From: Stephen Lauf
To: design-l@lists.psu.edu
Subject: Marly
Date: 2004.01.25 11:33

[The first two paragraphs below are from Stephen Birmingham, THE GRANDES DAMES (1982), p. 51):]

"Cromwell urged her to follow her doctor's orders. With a smile she said, "My dear son, I am yearning for my quiet grave. I don't want any part of your world, Mr. Roosevelt's world, or Mr. Stalin's world." Twelve hours later, on May 31, 1946--little more than eight years to the day after Ned's death--Eva [Stotesbury] died. She was eighty-one.
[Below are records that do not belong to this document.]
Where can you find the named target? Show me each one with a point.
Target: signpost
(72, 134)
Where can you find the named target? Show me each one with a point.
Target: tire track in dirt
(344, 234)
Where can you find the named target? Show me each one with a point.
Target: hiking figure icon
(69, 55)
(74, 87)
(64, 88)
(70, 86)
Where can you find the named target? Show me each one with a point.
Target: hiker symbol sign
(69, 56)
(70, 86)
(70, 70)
At the time of her death, some of her old acquaintances wondered what Eva was doing in Palm Beach so far out of season. (By then the Palm Beach season had been "officially" extended from February 22 to April 1.) But of course Eva herself--and surely she knew it--had gone out of season. Out of season, too, were the values and concepts she lived by: duty, responsibility, noblesse oblige, character, kindness, dignity, politeness, graciousness, grandeur, luxury, patronage of the arts, serenity, splendor, formality, gaiety. It was a season which would perhaps never pass across the American landscape again, and its fading had left Eva behind, an anachronism. The Washington house, Marly, Eva's last real home, would become the Belgium Embassy, all business."

Peter Paul Rubens, besides being a painter, was also a [Flemish/Belgium] diplomat, with his first assignment going to the King of Spain. The Baroness von Ow's eldest son married a descendant of Philippe le Beau, you know. Ah, just another cocktail party at Otto's, this time in honor of Franziska's successful bicycle trip from Yugoslavia to Russia and then back from Russia to Bavaria, what she calls her Rosa Lauf. (Eva and Franziska are like high octane when they're together.)